VII. Management of common complications
1.Bleeding: bleeding around the puncture site. It may manifest as oozing blood or hematoma. The literature reports that the incidence of bleeding after CDT is 5-11%, including intracranial bleeding <1%, retroperitoneal bleeding 1%, musculoskeletal system, urinary system and gastrointestinal tract about 3%, bleeding can occur in the puncture local or distant tissues and organs. The number of patients requiring blood transfusion for severe bleeding is 0-25%, which is related to the dose and duration of thrombolytic drugs, as well as to the degree of simultaneous anticoagulation and individual differences. Therefore, all patients undergoing thrombolysis by catheter need to be closely monitored for vital signs. This complication can be reduced by choosing a suitable sheath, avoiding multiple punctures, properly stopping the bleeding of the incised subcutaneous tissue, ligating or suturing the small capillary bleeding, and applying appropriate pressure bandages. At the same time, blood oozing around the puncture site is often a sign of overdose of thrombolytic drugs.
2, peri-catheter thrombosis: peri-catheter thrombosis is caused by obstruction of venous return after catheter placement and/or inadequate anticoagulation therapy. Key points to avoid this complication include.

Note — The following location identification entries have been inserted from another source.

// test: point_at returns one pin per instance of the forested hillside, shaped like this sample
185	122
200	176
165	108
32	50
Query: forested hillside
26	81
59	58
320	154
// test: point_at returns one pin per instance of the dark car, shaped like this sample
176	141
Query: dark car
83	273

(1) Choose a suitable size of thrombolytic catheter, e.g., a 4F catheter should be used for placement through the saphenous vein and the small saphenous vein to avoid too thick a catheter that interferes with the reflux in the large and small saphenous veins;
(2) Heparin can be injected drip from the external sheath.

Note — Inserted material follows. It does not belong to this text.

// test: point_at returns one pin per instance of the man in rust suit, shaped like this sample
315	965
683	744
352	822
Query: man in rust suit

(3) Adequate anticoagulation therapy: such as low molecular heparin 5000U every 12h, usually applied continuously for 7 days or heparin 100-150mg/24h via catheter drip between urokinase injections.

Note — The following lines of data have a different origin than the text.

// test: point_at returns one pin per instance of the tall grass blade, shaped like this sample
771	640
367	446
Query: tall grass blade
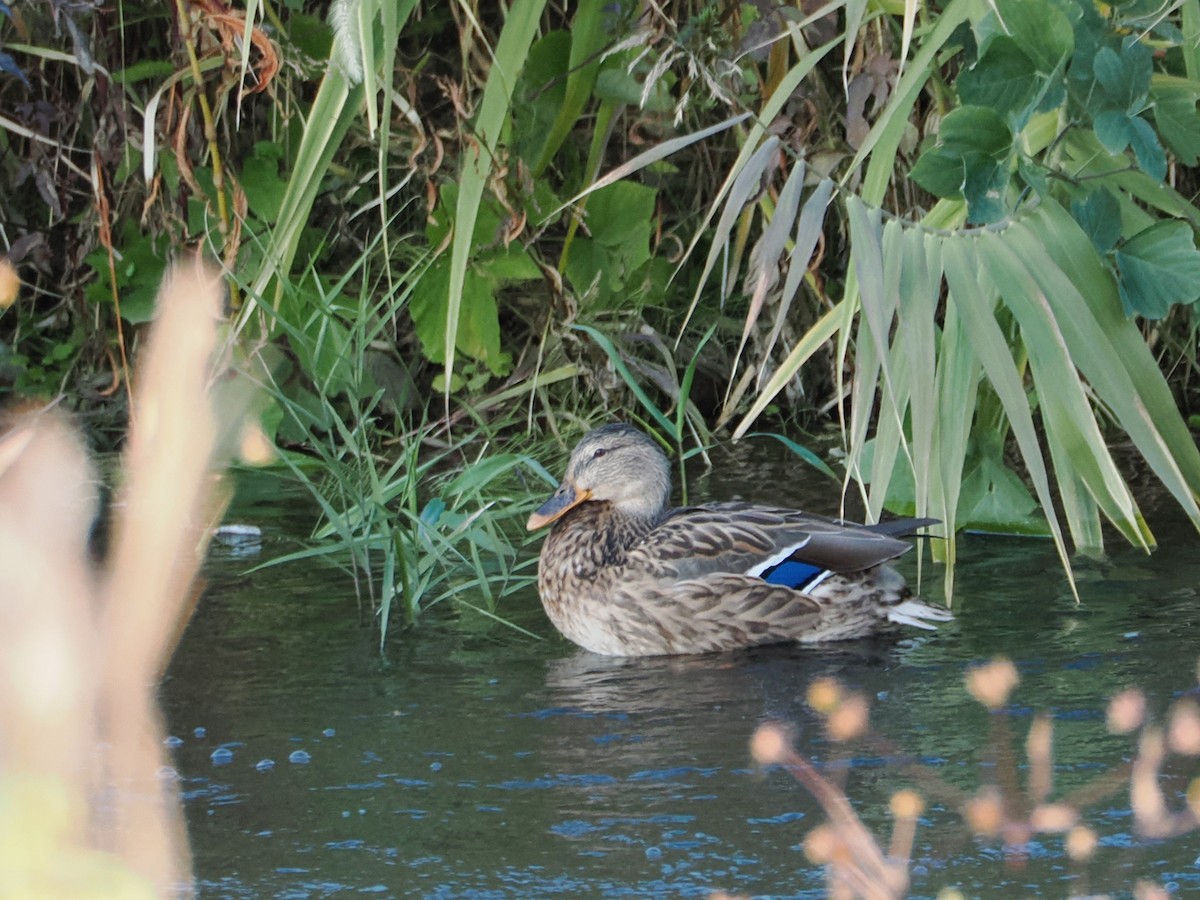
963	268
511	51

3, catheter secondary infection: mostly manifested as the symptoms of superficial phlebitis in the catheter placement route, may be accompanied by fever. Treatment can be applied to the affected area with hot and humid magnesium sulfate, while giving penicillin anti-infection treatment, if the symptoms still can not improve after 3 days, remove the catheter and discontinue thrombolysis. If the patient has symptoms of bacteraemia, blood culture + drug sensitivity should be performed to select sensitive antibiotics for treatment.